中部電力は審査会合で、基準地震動の策定にあたり「統計的グリーン関数法」を用い、条件の異なる20組の地震動を計算し、その平均に最も近い波を代表波として選ぶと説明していた。しかし実際には、

  • 2018年以前:20組の地震動と代表波のセットを複数作り、その中から都合のよい代表波を選んでいた。
  • 2018年頃以降:平均に近くない波を意図的に代表波に選び、その代表波が平均に近づくように残り19組を後から選ぶという、より恣意的な方法を用いていた。

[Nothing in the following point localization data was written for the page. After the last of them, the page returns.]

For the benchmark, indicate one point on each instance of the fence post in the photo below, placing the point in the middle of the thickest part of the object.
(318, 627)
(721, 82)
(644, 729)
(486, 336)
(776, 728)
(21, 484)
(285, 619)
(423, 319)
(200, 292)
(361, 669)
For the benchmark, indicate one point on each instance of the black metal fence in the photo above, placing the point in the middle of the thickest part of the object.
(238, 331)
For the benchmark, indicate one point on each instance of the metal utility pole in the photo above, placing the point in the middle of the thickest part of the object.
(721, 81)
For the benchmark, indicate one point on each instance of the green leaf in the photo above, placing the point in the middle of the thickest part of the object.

規制庁によれば、2018年頃は内陸地殻内地震の議論が最も活発で、敷地近くの活断層が評価対象となっていた時期にあたる。前者の問題は「説明と異なる手法を使い、恣意性が入り込む」点で不適切であり、後者は「意図的に過小評価となる方法を選んだ」点で極めて重大だ。

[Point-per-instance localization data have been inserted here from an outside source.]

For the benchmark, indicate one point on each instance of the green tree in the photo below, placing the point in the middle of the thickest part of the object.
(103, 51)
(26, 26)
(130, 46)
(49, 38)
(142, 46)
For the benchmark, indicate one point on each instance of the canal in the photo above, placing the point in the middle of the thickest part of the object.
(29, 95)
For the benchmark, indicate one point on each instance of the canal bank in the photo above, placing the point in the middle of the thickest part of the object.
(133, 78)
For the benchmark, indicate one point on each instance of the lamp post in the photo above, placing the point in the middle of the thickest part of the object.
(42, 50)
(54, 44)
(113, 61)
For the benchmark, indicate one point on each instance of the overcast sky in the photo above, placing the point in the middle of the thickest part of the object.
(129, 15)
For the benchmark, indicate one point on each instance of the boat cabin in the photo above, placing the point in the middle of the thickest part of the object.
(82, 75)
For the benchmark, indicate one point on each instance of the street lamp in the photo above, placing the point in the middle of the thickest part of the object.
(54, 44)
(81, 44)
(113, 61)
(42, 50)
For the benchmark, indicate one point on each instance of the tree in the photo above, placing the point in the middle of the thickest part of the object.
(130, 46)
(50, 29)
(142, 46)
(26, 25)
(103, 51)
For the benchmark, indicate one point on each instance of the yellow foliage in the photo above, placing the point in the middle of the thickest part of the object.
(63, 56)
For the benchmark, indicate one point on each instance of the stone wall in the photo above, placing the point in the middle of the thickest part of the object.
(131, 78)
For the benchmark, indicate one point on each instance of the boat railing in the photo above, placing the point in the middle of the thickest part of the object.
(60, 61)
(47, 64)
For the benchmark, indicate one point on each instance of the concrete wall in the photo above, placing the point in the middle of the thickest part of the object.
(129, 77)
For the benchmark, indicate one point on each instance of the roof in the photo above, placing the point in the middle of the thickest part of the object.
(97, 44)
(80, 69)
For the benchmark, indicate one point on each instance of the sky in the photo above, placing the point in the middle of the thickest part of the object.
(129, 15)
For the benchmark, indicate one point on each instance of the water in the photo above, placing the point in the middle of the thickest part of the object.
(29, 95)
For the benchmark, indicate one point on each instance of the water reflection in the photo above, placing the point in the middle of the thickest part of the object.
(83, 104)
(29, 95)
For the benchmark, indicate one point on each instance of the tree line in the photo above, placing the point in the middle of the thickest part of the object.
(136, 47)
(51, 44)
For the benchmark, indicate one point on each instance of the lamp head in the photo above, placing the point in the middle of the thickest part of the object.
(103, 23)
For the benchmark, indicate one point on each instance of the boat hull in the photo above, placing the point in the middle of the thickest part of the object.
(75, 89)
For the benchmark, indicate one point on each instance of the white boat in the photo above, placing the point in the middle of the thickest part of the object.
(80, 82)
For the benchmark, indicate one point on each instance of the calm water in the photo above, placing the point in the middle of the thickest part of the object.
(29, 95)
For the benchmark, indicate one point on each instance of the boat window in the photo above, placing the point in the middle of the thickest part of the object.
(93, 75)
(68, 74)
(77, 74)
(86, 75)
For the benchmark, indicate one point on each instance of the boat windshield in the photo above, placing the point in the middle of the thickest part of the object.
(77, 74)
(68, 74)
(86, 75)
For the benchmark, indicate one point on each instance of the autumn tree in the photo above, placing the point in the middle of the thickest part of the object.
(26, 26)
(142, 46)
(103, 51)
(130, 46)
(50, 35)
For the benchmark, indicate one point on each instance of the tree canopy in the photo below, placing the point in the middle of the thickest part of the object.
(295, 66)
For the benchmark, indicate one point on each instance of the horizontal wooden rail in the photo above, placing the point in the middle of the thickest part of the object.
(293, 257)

中部電力は第三者委員会を設置して原因究明を進めるとしている。しかし委員の一人である森川久範弁護士は、原子力規制庁への出向経験があり、原発訴訟の国側代理人や東京電力の代理人を務めた経歴を持つ。中立性に疑問が残る。

今回の問題は、基準地震動策定データの捏造・改ざんという許されない行為であると同時に、電力会社の原子力部門に長年存在してきた「閉鎖性」の問題を再び浮き彫りにした。中部電力の未精算金問題でも同様の指摘があった。2002年の東京電力のトラブル隠しも内部告発がきっかけであり、その後も中部電力、東北電力、日本原電で同様の隠蔽が発覚している。

原子力規制委員会は1月14日の会合で浜岡原発の審査方針を決めるが、重い判断になると述べている。一方で、他社への調査拡大(水平展開)は行わない方針だ。理由は、

  • 安全確保は事業者の責任であること
  • 規制当局は「信頼するがチェックする」という関係であること
  • 他社の検査では安全文化の劣化は見られないこと と説明している。

しかし、規制委員会は中部電力の安全文化の劣化を2025年の内部告発まで把握できなかった。今、他社で劣化が見つかっていないからといって、実際に劣化がないとは言えない。また、今回の件で「申請資料が改ざんされても規制側が見抜けない」という致命的な問題が明らかになった。

規制委員会は審査制度を見直し、

  • 二次資料ではなく一次データの提出と公開を義務化する
  • 計算プロセスのトレーサビリティを確保する
  • 計算担当者や委託先の名前を明記させ、責任範囲を明確にする といった改革が必要だ。

今回の問題は中部電力だけの問題ではなく、現在の規制制度そのものの欠陥を示している。規制体制の抜本的な見直しと、他社への水平展開は不可欠である。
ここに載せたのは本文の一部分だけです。